Govindghat is eerily empty, not quite a ghost town, but certainly dying (or hibernating - the season is all but over). We are the only tourists, and the few locals we meet all seems to be emptying they're possessions into trucks (in a disconcertingly hasty, almost panicky manner) or huddled around fires of burning rubbish. We manage to get a room at the only open guesthouse, get told by several people that the valley of flowers is closed and there are no places to stay, but Gribb is insistent everyone is lying, and that we should go. "You think of problem, make problem! There is no problem" We try to explain dying of exposure or starvation would be problems whether we think about them or not, but he doesn't quite get it. We find one person who says there are things still open, and of course he's not lying - everyone else had 'bad energy'. We decide this craziness is why we brought Gribb along, and set out the next morning anyway. The walk up to Ghangaria begins wonderfully, a winding path following a tributary of the Ganga with the Himalayas in the background. I gaze hungrily at the view wishing I had photographic memory and mourn the fact the photos won't do it justice (not bad though):



Along the way we stop beside the river for Gribb to have a swim. It's glacial water, and putting my foot in for more than 5 seconds causes pain. I turn and see Gribb, absolutely butt-naked (as Tyler would say) dunking himself into the river over and over with a huge grin on his face. He emits a high-pitched roll of the lips, sounding like a Pokemon - 'brrrrrrrrrrrrrrreeeeeee!' Then his signature choking noise, that I imagine to be similar to that of a strangled duck, and then a spit. KKKKARH-spit.

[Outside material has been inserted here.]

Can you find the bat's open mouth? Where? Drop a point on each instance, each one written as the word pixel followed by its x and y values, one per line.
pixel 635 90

The end of the 14km walk gets tougher and we're pretty tired by the time we get to Ghangaria. It's even quieter than Govindghat , we see maybe 3 or 4 people. We find there is an open guest house though, and they serve food. It's starting to get dark and frighteningly cold; Tyler is shivering like crazy - I suspect he has a touch of hypothermia but he feels better after some dhal and roti (our diet for the next 4 days). Our room has no electricity, the toilet doesn't work, and the gaps in the doors and windows mean it's the same temperature inside as it is outside. It's certainly below zero at night as the edges of the river freeze over, and we spend the nights fully dressed and shivering.